10/04/2025—We anticipate that the producer price index (PPI) for final demand increased by 0.2% in August, representing a considerably milder pace compared to the unexpected 0.9% uptick seen in July. This projection for a more restrained monthly advance partly stems from significantly reduced impacts from food and energy relative to the previous month. In particular, we expect PPI energy prices to drop by 0.8%, primarily driven by reductions in various fuels, even though PPI electricity costs probably rose modestly. PPI energy prices had climbed 0.9% monthly in both June and July. We also project PPI food prices to remain unchanged in August, coming after two consecutive months of more substantial increases. Should our estimate prove accurate, year-over-year PPI inflation would moderate slightly to 3.2%, after escalating to 3.3% in July from 2.4% in June.

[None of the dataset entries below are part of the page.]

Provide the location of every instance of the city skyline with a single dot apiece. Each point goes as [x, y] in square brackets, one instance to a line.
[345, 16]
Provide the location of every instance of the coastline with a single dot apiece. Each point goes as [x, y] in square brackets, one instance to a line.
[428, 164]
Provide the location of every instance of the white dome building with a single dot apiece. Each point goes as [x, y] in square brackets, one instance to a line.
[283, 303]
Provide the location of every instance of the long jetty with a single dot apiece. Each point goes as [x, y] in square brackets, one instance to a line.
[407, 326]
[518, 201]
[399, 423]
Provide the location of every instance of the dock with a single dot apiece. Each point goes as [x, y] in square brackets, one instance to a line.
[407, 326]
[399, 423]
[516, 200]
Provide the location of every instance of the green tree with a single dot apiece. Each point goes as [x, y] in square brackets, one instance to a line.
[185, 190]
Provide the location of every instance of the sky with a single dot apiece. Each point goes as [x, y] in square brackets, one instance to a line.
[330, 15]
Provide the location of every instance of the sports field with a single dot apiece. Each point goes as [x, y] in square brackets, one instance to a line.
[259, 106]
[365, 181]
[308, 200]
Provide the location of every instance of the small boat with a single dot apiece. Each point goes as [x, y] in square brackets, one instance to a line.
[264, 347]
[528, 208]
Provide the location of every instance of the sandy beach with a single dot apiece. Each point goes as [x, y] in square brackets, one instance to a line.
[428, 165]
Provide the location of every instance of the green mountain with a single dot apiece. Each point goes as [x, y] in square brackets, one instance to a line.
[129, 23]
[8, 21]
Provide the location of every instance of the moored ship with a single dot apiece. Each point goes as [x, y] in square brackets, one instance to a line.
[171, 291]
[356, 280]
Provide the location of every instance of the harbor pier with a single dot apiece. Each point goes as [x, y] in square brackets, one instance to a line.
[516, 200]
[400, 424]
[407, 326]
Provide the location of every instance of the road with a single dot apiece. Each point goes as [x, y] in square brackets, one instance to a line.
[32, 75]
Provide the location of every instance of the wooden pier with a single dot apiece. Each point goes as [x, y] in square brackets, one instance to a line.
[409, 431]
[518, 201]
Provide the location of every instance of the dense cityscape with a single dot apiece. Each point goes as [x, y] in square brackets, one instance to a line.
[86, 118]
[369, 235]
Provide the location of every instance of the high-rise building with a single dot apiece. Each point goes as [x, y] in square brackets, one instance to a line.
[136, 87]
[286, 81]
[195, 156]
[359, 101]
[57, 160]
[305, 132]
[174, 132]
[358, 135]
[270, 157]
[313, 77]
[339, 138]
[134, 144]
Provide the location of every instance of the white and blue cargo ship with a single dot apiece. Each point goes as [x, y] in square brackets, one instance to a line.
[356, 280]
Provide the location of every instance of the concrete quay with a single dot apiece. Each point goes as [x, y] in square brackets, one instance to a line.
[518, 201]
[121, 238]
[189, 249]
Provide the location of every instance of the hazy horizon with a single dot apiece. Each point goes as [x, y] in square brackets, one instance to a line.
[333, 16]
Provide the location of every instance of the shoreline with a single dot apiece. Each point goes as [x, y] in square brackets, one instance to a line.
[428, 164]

Excluding food and energy, we forecast a 0.3% advance in core PPI, which would result in a year-over-year inflation rate of 3.5%. This would mark a minor slowdown from July’s 3.7% but remain the highest figure in five months. Building on the ongoing moderate uptick in core goods PPI prices—which may increasingly reflect tariff effects—we expect another 0.4% monthly gain last month. With further tariffs taking effect and companies progressively transferring more of these cost burdens, core goods PPI prices might encounter additional upward momentum.
Core services prices surged markedly in the July data due to a substantial rise in trade services (capturing margins for wholesalers and retailers); this segment is erratic and susceptible to adjustments, so we aren’t predicting a comparable pattern for August. However, there is undoubtedly some possibility of a repeat contribution. We anticipate construction PPI prices to show little variation in August.